The blobs directory contains all of the model files, organized by model name and variant. The manifests directory contains a registry file for each Ollama registry. In this case, there is only one: registry.ollama.ai. This file lists all of the models in that registry, along with their variants. The latest file in each model directory is a symlink to the latest variant of that model, and running the latest model is the default (i.e. ollama run codellama is equivalent to ollama run codellama:latest).

Help

  • When setting up the environment variables: Pay close attention to the single- and double-quotes when configuring this or it will break.

TODO

  1. Check if Ollama models are running / active before allowing any part of the utility to run.
  2. Develop wrapper function for other commands in ollama API (via ollama-python)
  3. Eventually, maybe even have so much wrapper around this that ollama wouldn't know which cache you used for which models. The user could be presented with all models in the internal/external cache, and then the invoking method could figure out how to handle the symlinks.
    1. Only potential issue here would be that you could only have one model running at any given time.
  4. Tab-completion in zsh.

Authors

Contributors names and contact info

Version History

  • 2.0.0
    • Completely re-written utility, which first creates a stable internal model of the cache structure before manipulating it
    • Uses the ollama-python library in some places, in particular ollama.delete() improves integrity of cache.
    • No more double-copy of blob files in some cases.
  • 1.1.2
    • Fixed a couple small errors, made code make more sense including menus that quit when you want them to and more input options.
  • 1.1.0
    • Bunch of new features, including bulk remove models from your Ollama cache! Instead of running ollama rm <long-ollama-name:some-other-tag>, OllamaUtil now allows you to safely remove models from your cache. It uses Ollama's
  • 0.1.0
    • Initial Release

License

Copyright 2024 Andrew M. Cox

Licensed under the Apache License, Version 2.0 (the "License"); you may not use this file except in compliance with the License. You may obtain a copy of the License at

   [http://www.apache.org/licenses/LICENSE-2.0]

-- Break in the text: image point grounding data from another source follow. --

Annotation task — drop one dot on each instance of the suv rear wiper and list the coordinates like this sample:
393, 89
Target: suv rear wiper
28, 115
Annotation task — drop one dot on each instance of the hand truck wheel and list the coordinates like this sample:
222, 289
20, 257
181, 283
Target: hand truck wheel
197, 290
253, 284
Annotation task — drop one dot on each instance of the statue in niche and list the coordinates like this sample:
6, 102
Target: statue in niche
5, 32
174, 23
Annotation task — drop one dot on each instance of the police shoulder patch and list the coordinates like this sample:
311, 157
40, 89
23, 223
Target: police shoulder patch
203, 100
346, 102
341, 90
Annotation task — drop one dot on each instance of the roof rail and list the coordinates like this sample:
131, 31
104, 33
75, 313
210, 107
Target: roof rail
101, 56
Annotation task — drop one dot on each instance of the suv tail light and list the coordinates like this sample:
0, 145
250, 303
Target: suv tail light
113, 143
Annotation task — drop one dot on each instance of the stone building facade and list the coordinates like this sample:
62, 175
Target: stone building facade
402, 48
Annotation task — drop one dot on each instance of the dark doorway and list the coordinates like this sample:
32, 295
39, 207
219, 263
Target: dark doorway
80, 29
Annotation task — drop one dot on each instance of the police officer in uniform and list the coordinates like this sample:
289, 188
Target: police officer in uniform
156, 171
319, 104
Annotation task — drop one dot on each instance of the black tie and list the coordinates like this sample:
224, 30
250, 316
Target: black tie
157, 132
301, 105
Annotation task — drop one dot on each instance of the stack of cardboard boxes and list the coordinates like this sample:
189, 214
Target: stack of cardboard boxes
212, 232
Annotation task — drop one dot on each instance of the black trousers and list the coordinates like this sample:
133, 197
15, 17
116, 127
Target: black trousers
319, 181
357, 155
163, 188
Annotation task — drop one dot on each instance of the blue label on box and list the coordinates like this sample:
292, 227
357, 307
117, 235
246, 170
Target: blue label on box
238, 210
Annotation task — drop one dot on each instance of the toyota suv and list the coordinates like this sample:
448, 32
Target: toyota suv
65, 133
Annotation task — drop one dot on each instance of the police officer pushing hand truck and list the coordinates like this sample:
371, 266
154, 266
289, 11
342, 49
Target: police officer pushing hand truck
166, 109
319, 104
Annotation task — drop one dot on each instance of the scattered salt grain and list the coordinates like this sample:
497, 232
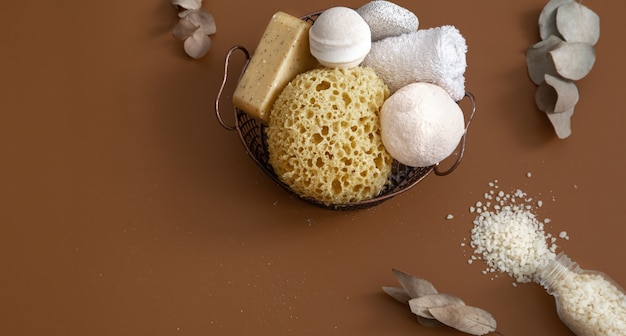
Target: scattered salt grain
509, 238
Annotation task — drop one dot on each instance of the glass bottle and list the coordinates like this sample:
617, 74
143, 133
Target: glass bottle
589, 302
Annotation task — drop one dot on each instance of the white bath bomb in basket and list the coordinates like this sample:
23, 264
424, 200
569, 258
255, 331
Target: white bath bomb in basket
421, 124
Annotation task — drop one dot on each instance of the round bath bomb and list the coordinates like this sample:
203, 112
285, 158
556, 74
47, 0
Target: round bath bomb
323, 135
340, 38
421, 124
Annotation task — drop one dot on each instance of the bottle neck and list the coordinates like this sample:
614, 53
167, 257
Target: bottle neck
557, 272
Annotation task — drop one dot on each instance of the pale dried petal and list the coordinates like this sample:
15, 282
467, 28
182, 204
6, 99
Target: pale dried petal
573, 60
547, 18
187, 4
556, 95
538, 60
577, 23
197, 45
414, 286
397, 293
426, 322
203, 20
421, 306
561, 122
185, 12
464, 318
183, 29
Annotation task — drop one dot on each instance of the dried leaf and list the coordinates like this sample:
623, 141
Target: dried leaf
471, 320
577, 23
197, 45
573, 60
547, 18
561, 122
183, 29
421, 306
556, 95
414, 286
203, 20
426, 322
538, 60
187, 4
397, 293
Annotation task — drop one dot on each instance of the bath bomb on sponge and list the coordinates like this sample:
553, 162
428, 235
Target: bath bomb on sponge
421, 124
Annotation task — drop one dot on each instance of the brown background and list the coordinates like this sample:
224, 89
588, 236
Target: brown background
126, 209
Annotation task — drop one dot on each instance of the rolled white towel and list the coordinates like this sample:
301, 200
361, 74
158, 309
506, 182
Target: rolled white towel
433, 55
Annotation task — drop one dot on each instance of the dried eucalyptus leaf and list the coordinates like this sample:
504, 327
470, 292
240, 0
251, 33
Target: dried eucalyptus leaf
562, 123
414, 286
421, 306
183, 29
538, 60
573, 60
397, 293
471, 320
197, 45
556, 95
187, 4
203, 20
577, 23
426, 322
547, 18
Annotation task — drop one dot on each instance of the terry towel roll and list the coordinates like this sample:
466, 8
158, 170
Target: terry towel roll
434, 55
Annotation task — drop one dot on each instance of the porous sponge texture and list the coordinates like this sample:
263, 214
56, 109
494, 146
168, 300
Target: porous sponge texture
324, 137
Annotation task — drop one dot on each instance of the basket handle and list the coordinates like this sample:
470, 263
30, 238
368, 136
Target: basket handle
463, 139
224, 80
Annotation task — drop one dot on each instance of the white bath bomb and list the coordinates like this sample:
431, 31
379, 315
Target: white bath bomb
340, 38
421, 124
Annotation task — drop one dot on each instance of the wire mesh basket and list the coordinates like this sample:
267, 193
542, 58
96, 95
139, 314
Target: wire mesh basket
252, 134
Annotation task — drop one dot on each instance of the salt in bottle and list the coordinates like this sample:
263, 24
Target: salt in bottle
589, 302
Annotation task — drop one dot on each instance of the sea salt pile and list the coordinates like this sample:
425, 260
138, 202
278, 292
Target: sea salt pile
508, 237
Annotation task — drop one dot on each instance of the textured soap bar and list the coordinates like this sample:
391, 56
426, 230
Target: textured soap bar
282, 53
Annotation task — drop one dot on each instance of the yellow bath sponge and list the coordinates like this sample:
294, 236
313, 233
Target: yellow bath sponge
324, 135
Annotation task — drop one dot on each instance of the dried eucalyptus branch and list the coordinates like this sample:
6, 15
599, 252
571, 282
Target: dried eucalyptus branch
435, 309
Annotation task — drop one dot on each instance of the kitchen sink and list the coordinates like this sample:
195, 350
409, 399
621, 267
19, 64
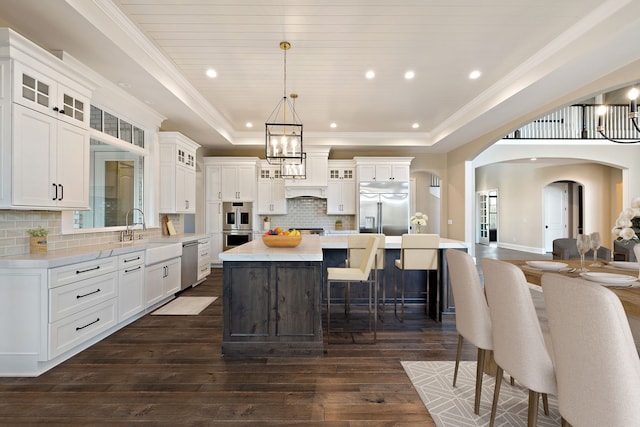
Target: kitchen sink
158, 252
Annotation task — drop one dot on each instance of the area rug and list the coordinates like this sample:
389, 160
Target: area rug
182, 306
453, 407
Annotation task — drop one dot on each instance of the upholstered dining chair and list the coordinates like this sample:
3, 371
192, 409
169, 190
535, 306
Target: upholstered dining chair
472, 313
417, 252
356, 248
519, 346
596, 361
360, 274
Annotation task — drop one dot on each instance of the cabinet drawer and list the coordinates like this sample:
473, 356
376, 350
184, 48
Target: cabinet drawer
70, 299
204, 270
80, 271
130, 260
74, 330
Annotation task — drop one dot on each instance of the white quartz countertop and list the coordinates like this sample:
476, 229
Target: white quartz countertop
60, 257
309, 249
391, 242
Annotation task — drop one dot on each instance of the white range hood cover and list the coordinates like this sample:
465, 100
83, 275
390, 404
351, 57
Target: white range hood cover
317, 192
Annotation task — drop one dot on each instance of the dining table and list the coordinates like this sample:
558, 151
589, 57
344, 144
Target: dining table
629, 293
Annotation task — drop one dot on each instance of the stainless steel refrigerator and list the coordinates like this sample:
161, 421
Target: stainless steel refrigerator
384, 208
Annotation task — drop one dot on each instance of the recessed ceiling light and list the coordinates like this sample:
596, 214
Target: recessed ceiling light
474, 74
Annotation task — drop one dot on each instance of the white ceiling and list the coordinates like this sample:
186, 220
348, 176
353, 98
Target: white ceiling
534, 55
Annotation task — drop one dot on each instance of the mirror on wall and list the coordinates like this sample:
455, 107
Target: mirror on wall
116, 187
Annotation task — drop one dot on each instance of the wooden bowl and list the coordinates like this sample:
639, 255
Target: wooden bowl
281, 241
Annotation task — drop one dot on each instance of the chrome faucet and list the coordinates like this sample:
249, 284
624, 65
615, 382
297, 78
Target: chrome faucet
128, 234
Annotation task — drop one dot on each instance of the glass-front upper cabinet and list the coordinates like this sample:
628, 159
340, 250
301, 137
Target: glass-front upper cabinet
50, 95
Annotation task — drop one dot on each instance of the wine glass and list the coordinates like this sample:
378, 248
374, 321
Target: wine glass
583, 242
596, 242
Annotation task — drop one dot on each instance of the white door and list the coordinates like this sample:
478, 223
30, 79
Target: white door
556, 216
483, 217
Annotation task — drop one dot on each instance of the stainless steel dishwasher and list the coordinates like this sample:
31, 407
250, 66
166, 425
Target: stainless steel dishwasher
189, 264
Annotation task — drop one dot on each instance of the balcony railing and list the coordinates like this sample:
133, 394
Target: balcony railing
579, 122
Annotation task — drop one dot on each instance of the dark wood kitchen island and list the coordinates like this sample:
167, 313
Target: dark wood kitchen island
272, 299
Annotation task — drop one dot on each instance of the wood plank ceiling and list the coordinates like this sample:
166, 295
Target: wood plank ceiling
514, 44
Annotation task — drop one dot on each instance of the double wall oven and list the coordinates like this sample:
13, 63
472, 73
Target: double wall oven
237, 224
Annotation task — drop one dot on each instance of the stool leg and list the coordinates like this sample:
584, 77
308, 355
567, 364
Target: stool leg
384, 295
375, 309
328, 310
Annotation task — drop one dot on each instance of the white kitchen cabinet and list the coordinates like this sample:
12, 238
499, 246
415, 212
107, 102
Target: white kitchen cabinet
271, 191
162, 280
177, 173
204, 257
341, 198
44, 137
383, 169
131, 292
317, 164
51, 94
213, 183
213, 227
238, 182
231, 179
50, 162
341, 188
83, 302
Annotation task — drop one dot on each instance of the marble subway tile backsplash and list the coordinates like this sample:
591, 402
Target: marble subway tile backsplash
310, 212
14, 224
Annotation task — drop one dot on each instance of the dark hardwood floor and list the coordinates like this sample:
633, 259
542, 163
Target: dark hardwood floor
167, 370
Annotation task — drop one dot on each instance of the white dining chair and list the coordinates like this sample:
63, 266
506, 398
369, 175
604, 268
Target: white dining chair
596, 361
363, 273
519, 346
417, 252
356, 249
472, 313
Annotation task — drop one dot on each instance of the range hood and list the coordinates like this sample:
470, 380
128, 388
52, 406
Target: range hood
315, 183
302, 192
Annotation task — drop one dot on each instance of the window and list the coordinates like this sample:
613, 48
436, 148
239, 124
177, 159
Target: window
117, 171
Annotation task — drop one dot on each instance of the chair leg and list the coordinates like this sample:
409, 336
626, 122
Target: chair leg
458, 354
328, 310
402, 297
496, 394
532, 416
545, 404
479, 373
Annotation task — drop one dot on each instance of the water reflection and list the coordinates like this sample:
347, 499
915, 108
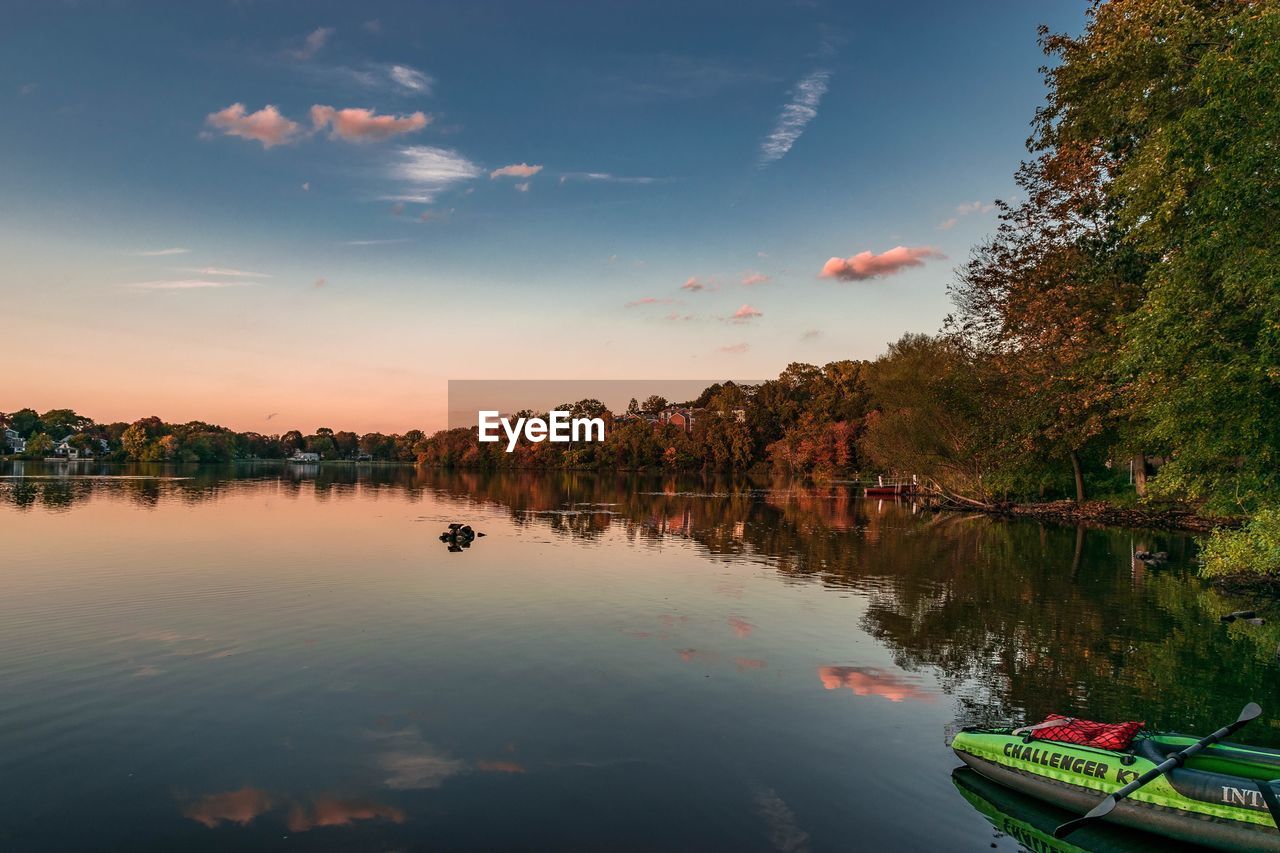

Unless required by applicable law or agreed to in writing, software distributed under the License is distributed on an "AS IS" BASIS, WITHOUT WARRANTIES OR CONDITIONS OF ANY KIND, either express or implied. See the License for the specific language governing permissions and limitations under the License.

Acknowledgments

  • Thanks to Ollama for creating a great tool for running LLMs.
  • Thanks to the (ollama-python)[https://github.com/ollama/ollama-python] project for the Python API hooks!
  • Thanks to the (llama.cpp)[https://github.com/ggerganov/llama.cpp] project for enabling conversion and quantization of models, and getting me interested in AI tinkering.
  • Thanks to my previous CS professors--apparently I still know a thing or two, or at least pretend to!